Tri-Five Chevys, meaning those built in the 1955-1957 model years, got the attention of hot rodders pretty fast. Consider the fact that the second most popular car in American Graffiti, set in 1962, is Bob Falfa’s ’55 Chevy. Whether on the street, the dragstrip, or a dirt oval track, Tri-Fives were instant hits with our crowd. Not station wagons, though.

The Tri-Five Chevrolets are some of the most beautiful station wagons produced back in the day and when built right they make great hot rods. This 1956 Chevy Nomad has a very nice color combination and the wheels make it pop. Steve Holcomb at Pro Auto Custom Interiors has done a great job on the inside, keeping the same Black and White scheme.

They’re cool today, but 65 years ago, wagons—Chevys included—were the Eisenhower-era equivalent of minivans, suited for domestic and commercial service only. Times and tastes change, though, and 21st century hot rodders are enlightened to the coolness of “longroofs,” especially Tri-Five Chevys. We see them at every car show we go to and make a point of promoting them right here on this website.

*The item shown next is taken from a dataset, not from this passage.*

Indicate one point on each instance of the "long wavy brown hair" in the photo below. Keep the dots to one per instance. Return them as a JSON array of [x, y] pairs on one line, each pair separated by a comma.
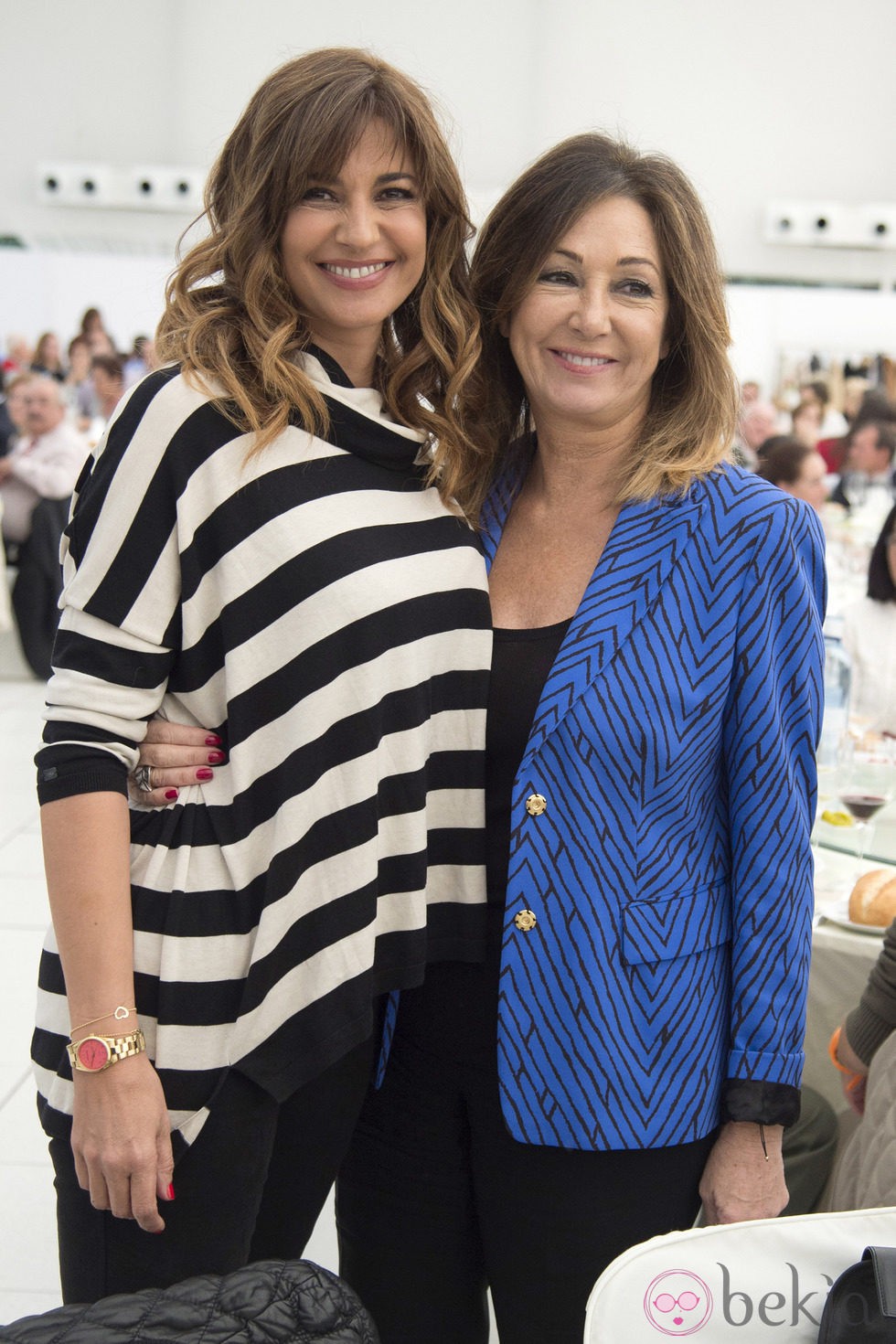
[[229, 314], [693, 400]]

We were not surprised to see a bunch of wagons at the recent American Tri-Five Association California event. From Nomads to Handymans (Handymen?), beaters to beauties, street cars to drag racers—the inaugural Tri-Five get-together at Famoso Dragstrip in Bakersfield had them all. Want more proof that wagons have earned their rightful spot in the hot rod world? Consider that two of the 10 winners in the Western Invasion’s Lecarra Top 10 judging were wagons, including the ’55 Handyman that went home with the first-place trophy.